Some enzymatic characteristics of eosinophil peroxidase from patients with eosinophilia and from healthy donors.

Some enzymatic characteristics of human eosinophil peroxidase were compared with those of human myeloperoxidase. Both enzymes catalyzed the oxidation of iodide by hydrogen peroxide. This assay proved to be very sensitive; the activity of 100 eosinophils/ml could be measured.

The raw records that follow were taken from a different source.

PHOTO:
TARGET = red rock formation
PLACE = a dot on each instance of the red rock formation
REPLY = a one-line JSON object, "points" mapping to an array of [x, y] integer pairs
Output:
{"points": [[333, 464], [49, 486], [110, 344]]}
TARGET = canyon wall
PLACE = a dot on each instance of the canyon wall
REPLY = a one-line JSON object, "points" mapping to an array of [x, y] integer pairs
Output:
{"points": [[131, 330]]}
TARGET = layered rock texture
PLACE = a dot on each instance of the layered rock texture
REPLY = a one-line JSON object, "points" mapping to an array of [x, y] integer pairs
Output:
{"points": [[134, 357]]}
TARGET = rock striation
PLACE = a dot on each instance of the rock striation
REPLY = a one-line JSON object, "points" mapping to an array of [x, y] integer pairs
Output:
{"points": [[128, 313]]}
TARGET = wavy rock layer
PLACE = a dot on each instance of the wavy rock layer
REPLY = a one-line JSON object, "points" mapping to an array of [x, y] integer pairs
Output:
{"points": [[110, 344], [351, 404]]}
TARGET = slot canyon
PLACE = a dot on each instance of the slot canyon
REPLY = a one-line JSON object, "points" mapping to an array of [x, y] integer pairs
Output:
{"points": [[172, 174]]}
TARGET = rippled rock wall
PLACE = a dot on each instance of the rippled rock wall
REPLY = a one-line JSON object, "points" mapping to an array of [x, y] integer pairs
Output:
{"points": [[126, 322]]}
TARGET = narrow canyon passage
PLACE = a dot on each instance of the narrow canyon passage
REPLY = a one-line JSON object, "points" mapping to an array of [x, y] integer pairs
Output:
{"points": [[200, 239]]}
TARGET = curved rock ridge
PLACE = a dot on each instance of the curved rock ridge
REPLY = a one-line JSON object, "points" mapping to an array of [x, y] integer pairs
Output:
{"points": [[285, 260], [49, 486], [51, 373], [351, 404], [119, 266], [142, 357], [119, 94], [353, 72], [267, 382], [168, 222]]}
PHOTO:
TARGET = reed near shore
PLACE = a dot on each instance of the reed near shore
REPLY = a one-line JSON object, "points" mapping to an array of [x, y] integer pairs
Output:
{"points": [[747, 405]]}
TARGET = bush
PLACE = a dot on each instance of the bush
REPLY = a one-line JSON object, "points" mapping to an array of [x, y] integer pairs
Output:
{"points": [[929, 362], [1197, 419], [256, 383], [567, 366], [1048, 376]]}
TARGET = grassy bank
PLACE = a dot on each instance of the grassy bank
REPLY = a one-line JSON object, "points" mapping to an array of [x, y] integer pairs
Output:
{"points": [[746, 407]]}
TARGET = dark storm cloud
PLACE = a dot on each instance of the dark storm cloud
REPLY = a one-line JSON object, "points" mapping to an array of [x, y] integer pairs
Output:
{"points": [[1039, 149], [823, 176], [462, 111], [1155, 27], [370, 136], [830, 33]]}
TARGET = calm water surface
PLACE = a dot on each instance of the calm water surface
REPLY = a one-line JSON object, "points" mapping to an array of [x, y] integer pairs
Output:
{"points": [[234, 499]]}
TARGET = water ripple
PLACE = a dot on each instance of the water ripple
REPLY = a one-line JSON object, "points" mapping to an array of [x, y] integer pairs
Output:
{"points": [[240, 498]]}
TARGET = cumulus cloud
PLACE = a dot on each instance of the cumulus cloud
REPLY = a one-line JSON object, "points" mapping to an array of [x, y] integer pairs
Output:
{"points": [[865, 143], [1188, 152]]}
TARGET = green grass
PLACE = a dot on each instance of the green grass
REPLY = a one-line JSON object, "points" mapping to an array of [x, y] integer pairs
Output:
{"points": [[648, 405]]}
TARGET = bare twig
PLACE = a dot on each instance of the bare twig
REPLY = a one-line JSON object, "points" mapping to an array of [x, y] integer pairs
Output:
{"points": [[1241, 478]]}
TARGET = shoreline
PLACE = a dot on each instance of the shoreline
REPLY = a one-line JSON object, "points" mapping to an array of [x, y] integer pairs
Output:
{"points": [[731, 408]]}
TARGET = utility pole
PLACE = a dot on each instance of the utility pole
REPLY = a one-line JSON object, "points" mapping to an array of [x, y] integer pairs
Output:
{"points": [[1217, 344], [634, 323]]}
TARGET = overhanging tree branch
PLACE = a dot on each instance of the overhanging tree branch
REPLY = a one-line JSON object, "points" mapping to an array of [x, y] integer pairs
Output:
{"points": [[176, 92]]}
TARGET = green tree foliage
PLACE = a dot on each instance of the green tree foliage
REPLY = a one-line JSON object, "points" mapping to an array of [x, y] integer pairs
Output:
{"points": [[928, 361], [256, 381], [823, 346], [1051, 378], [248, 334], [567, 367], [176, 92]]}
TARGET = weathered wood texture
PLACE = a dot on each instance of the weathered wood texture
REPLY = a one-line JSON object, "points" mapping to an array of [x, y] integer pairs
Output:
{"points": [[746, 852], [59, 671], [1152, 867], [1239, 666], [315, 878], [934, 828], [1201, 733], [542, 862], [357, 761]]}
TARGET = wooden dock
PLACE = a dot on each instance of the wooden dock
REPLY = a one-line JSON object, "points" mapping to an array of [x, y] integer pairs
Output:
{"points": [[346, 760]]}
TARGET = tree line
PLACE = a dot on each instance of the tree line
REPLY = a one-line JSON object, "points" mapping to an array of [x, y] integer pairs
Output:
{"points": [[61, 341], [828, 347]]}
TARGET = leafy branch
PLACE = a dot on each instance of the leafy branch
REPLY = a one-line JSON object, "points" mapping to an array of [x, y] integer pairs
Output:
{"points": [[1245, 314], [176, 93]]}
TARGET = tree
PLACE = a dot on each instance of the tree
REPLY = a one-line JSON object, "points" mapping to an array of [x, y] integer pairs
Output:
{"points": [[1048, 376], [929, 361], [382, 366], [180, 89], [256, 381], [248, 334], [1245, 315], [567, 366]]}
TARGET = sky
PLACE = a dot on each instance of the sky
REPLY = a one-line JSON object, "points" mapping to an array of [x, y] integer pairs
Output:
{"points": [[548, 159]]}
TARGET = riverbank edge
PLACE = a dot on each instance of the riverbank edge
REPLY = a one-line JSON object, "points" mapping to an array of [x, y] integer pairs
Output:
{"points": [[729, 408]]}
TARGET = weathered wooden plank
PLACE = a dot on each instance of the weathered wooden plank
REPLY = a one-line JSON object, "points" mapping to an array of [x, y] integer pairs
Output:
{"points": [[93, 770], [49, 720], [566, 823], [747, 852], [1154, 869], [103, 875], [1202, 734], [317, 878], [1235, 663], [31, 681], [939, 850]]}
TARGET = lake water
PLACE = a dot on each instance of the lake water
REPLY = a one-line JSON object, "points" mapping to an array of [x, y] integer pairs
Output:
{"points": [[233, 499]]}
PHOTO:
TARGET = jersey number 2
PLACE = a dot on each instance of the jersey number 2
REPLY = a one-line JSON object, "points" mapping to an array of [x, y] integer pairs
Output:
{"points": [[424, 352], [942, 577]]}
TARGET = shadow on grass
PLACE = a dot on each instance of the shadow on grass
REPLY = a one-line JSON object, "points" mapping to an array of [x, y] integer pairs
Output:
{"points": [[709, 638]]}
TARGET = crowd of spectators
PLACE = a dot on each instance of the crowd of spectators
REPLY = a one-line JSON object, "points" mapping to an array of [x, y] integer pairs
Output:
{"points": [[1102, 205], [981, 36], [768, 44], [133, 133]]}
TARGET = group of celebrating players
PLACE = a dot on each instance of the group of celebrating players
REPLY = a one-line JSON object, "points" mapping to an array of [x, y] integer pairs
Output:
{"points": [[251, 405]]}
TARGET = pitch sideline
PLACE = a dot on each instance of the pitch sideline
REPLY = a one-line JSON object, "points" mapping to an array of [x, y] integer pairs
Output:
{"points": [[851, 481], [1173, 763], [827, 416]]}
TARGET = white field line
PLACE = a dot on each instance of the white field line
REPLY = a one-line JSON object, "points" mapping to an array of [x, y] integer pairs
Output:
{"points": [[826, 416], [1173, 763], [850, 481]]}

The position of the pH optimum of this reaction was linearly dependent on the logarithm of the iodide/H2O2 ratio. At the same substrate ratio, this optimum was about 1 pH unit higher for eosinophil peroxidase than for myeloperoxidase. This difference may be related to the action of myeloperoxidase inside an acidified phagolysosome as opposed to the extracellular action of eosinophil peroxidase on the surface of certain parasites. Under defined conditions (KI, 1.4 mM; H2O2, 0.18 mM; cetyltrimethylammonium bromide, 0.008% [wt/vol]; pH 6), the activity of eosinophil peroxidase could be measured in a mixed granulocyte suspension independently of myeloperoxidase. Eosinophils from patients with eosinophilia were found to contain as much peroxidase activity as did eosinophils from healthy donors. No enzymatic differences in eosinophil peroxidase were found between the two types of donors.[1]